Угх
Солнце над деревушкой уже кренилось к верхушкам сосен, отбрасывая длинные, жадные тени. Лиззи Морган, девочка восьми лет, с косичками цвета спелой пшеницы, только что слышала мамино: «Не уходи далеко, Лиз! Скоро ужин!» Но тут, из-под крыльца старого барака, метнулся рыжий комок - котенок миссис Гаррити, самый озорной. Он несся к опушке темного леса, туда, где даже летом пахло сырой землей и чем-то старым, забытым. Лиззи крикнула, но котенок лишь задорно махнул хвостом и скрылся меж темных стволов.
Все истории про заблудившихся детей начинаются с «я только на минутку». Лиззи перешагнула невидимую черту - из мира запаха свежего хлеба и голосов соседей в мир внезапной, ледяной тишины. Лес поглотил звуки деревни мгновенно, как прорвавшаяся плотина. Сосны стояли тесным, угрюмым строем.
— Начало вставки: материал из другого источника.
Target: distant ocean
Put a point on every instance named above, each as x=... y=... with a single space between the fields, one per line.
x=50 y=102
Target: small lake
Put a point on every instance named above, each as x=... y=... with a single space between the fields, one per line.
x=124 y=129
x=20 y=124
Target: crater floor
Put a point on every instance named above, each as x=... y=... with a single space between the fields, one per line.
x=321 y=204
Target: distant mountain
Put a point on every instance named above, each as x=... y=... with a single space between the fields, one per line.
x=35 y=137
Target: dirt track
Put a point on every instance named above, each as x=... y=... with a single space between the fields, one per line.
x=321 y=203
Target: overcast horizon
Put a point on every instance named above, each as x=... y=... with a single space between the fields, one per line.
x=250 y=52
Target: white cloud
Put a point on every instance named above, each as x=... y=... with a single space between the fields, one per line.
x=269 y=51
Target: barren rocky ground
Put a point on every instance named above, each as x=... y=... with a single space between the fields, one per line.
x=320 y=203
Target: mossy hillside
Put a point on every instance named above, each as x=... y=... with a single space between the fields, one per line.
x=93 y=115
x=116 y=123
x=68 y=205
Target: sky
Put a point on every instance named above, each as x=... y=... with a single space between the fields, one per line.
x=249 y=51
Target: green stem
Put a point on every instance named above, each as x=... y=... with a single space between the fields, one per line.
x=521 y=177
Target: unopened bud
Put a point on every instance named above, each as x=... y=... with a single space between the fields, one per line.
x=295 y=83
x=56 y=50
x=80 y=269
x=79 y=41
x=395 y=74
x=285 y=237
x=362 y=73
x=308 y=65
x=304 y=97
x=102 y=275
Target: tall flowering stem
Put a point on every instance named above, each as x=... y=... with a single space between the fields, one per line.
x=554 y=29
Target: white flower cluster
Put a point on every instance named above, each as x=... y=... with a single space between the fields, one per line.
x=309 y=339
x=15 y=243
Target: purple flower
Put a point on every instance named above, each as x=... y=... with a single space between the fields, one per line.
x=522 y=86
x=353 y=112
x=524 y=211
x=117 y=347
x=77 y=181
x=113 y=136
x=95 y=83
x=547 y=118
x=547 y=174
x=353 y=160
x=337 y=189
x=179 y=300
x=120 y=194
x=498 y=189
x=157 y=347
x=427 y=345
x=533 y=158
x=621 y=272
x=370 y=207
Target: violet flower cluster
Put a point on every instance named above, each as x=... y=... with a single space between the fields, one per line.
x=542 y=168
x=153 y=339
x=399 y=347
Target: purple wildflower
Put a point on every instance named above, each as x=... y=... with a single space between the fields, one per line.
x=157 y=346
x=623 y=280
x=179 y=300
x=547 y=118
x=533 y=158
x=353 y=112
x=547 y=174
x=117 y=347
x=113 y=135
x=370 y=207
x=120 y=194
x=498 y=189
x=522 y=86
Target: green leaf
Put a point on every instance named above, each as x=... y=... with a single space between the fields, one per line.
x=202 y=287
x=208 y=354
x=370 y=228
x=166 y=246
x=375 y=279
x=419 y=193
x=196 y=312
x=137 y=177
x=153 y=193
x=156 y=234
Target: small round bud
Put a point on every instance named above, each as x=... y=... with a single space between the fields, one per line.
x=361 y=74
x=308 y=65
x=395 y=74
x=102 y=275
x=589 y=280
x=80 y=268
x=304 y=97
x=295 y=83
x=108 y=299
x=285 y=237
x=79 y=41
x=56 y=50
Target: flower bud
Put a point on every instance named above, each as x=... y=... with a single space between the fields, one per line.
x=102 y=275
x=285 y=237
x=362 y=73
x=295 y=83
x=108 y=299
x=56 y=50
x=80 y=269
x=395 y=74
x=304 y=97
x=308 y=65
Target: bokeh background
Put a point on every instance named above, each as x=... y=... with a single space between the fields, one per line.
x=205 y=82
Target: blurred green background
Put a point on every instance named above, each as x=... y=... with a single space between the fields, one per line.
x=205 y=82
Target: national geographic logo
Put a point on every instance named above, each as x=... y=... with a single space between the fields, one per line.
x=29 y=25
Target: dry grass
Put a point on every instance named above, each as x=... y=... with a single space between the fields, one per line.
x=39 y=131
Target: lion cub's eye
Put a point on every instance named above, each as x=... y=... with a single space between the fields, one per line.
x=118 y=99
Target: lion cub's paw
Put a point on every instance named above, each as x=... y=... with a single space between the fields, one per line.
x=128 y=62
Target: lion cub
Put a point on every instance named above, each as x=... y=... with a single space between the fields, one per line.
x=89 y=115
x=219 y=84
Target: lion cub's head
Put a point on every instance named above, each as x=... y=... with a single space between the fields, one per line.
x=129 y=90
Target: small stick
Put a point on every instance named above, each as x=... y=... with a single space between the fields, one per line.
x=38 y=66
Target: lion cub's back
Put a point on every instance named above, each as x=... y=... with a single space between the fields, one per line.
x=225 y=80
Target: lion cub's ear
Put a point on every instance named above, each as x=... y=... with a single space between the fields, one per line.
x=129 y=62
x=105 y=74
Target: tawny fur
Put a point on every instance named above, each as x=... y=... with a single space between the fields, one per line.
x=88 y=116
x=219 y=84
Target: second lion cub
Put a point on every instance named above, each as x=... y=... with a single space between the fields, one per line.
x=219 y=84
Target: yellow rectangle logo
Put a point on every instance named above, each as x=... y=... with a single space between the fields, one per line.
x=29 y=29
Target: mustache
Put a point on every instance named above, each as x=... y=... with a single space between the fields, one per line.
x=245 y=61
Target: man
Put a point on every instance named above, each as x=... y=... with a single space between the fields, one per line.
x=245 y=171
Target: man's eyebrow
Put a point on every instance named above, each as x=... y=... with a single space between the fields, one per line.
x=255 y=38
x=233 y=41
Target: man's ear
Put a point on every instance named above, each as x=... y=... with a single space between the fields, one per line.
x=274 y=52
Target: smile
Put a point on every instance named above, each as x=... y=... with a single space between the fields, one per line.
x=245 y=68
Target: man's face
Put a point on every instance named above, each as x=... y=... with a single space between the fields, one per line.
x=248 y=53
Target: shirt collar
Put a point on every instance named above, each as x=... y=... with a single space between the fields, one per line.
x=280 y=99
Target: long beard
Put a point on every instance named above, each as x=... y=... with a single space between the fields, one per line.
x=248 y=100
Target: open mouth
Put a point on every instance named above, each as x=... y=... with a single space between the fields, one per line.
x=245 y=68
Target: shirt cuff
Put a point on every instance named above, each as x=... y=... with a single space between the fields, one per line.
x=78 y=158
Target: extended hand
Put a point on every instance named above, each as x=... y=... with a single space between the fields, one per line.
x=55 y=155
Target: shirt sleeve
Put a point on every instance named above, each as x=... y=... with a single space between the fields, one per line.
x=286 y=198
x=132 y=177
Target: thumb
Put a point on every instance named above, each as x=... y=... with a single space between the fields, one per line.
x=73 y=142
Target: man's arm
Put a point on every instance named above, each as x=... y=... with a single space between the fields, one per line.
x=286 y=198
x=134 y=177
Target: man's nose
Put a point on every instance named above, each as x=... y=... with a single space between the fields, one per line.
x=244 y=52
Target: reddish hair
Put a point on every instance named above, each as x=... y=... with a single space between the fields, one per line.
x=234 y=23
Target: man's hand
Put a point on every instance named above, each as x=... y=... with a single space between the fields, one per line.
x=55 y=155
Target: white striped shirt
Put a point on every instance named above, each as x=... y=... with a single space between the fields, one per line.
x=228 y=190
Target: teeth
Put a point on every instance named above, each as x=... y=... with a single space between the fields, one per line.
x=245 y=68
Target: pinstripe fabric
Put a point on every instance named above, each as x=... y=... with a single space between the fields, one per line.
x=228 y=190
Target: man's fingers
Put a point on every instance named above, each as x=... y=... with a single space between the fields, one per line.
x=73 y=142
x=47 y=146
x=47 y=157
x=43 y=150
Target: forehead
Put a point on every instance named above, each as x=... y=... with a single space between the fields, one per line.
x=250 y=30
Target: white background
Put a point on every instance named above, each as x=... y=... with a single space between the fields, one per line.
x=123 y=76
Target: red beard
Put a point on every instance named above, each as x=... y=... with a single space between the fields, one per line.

Солнечные пятна на земле казались редкими золотыми монетами, быстро тающими в надвигающемся сумраке.
«Кис-кис-кис!» - звала Лиззи, ее голосок, такой звонкий у дома, здесь звучал жалко и тонко, теряясь в хвойной глуши. Рыжика не было. Вместо него пришло осознание: деревья вокруг все одинаковые, тропинка исчезла. Сердце забилось птицей в клетке из ребер. «Мама! Папа! Кто-нибудь!» - кричала она теперь, и в ее крике уже поселился настоящий, липкий страх.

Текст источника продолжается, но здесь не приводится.